だからといって手をこまねいて破局だけを待つ政治家は、無責任なデカダンスだ。ヒットラーのように強い、いや、扇動的なリーダーがまた登場するかもしれない。再び掲げた欧州旗の星は丸く指環の形をしている。ユーロが欧州を破滅させる指環として作用し、再びワーグナーの音楽的予言が世界をひっくり返すことになるか、誰が分かり得よう。
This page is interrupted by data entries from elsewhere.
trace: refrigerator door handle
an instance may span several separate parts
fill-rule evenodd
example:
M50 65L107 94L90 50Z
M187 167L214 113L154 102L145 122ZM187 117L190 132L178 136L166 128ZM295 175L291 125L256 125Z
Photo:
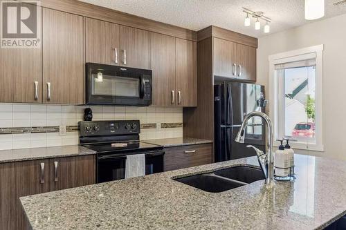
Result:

しかし、1929年の大恐慌の背後にユダヤ人がいるというヒットラー時代の扇動と、現在のユーロ圏の危機の背後にドイツがいるという主張には大きな違いはない。当時の反ユダヤ主義が正しくなかったなら、今の反ゲルマン主義も批判を受けて当然だ。あの時も今も変わらない事実は、理念よりも宗教よりも、強い政治的力は民族ということだ。韓国が「尹昶重(ユン・チャンジュン)スキャンダル」を国際的な恥と苦しむのも、民族意識のためだ。

いくら民族感情が高まっても、今のようなグローバル化時代に一国だけで解決できる問題は多くない。日本がアベノミクスを振りかざし、中国がチャイナドリームを掲げても、今この瞬間は韓国がより恐ろしくも、また誇らしい。これもナショナリズムなら仕方ない。